Key Factors for Ponds
  • Site Selection

    • Selecting a suitable site for your pond is important. Preliminary studies of any site are needed before making a final decision on a specific site. If you are considering more than one location, study each one in order to select the most practical and economical site on which to build.

    • For ponds where surface runoff is the main source of water, an ideal site would be one where an earthen dam could be constructed between two moderately steep slopes and where the reservoir is wide and flat. Avoid sites where the pond area would have large shallow areas. Such areas pose problems resulting in plant growth and evaporation losses. 

  • Watershed Area

    • The size of a watershed, the area that drains into a pond, is very important in site selection.

    • If the watershed is too large, you may have difficulty in preventing erosion and an expensive overflow structure will be needed to bypass excess runoff. 

    • If the watershed is too small, runoff may not be adequate to fill and keep the pond full. 

    • State laws do exist making the practice of diverting or changing a natural drainage course of water illegal. 

  • Soils

    • The engineering characteristics of the soils present play a major role in the construction of a pond. Suitability depends upon the ability of the oils in the pond area to hold water.

    • Sites where the soils are fine-textured clays or silty clays that extend well below the proposed pond depth are desirable.

    • Sites where soils are course-textured sands and gravels are generally unsatisfactory.

    • Outcroppings of rock or limestone usually are poor locations due to cracks and seeps which permit water to escape. 

  • Spillway Requirements

    • For most ponds, both a principal spillway and an emergency spillway are necessary. 

    • The principal spillway generally is a type of drop inlet or hooded inlet structure used to help maintain a consistent water level in a pond. 

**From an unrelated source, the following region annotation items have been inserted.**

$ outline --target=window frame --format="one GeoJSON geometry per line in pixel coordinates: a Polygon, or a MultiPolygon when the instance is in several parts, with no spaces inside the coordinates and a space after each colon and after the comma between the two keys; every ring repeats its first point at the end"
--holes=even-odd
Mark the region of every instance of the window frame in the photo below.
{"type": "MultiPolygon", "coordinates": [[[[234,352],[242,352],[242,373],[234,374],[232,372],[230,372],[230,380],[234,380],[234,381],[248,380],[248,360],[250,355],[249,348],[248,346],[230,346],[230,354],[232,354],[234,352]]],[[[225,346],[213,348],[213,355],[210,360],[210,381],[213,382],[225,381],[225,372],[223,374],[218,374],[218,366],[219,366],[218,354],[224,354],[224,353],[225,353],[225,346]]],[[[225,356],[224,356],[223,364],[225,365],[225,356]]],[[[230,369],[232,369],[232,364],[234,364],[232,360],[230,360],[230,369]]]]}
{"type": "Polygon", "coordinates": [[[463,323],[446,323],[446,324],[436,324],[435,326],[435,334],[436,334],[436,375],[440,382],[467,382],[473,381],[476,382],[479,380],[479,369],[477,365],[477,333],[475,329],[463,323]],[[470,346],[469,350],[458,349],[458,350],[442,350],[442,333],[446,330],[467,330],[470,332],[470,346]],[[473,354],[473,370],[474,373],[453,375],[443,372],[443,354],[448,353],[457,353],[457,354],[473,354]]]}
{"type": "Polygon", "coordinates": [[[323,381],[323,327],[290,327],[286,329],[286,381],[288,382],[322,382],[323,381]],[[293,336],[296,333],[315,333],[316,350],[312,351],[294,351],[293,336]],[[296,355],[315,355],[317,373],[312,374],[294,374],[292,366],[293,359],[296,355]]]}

    • Usually located at the end of fill, the emergency spillway allows water to flow freely through this bypass and not over the top of the dam. 

  • Design

    • Pond designs usually consist of a profile of the dam, location and size of the spillways, and measurement that provide an accurate estimate of the pond capacity. It should include elevations, dimensions, earthwork estimates, and building materials required. 

  • Construction

    • The foundation of the dam is among the most important components of pond construction. 

    • When placing the principal spillway through the fill, the materials around the pipe must be hand or mechanically tamped until it has 2ft of cover. 

    • Soon after construction, vegetative cover should be established on bare areas to prevent erosion from occurring. 

    • Complete fencing of areas on which embankment ponds are built is recommended if livestock graze or are fed in adjacent fields. 

  • Determining Your Pond's Area

    • Free pond sizing tool, click here.

    • This can be used to determine how large your pond is to help with fish purchases

  • Sealing Your Pond

    • Excessive seepage of a pond is usually due to a poor pond site or improper construction techniques. Methods available for sealing leaky ponds include: Bentonite, Chemical treatments, Waterproof liners. 

  • Aeration & Algae

    • Aeration systems can help reduce algae growth and improve water quality for the aquatic biota (fish 'n such). 


Pond Troubleshooting

Throughout the year, ponds can experience many problems. The Butler SWCD staff is available to consult county residents on how to manage pond stability, water chemistry, weed/algae growth, and constructing a new pond. Contact our office today to schedule an appointment and/or attend our annual pond clinic!

Water Gardens

Backyard water features can be enjoyable both for the homeowner and our natural neighbors. A key component to a healthy habitat is providing a clean water source; therefore they provide both serenity and an essential factor for living. Water gardens can be a "Do It Yourself" project or contracted. There are several creative features available for Water Gardens, so take your time researching the types of fish, plants, and waterfall aspects you'd like to include.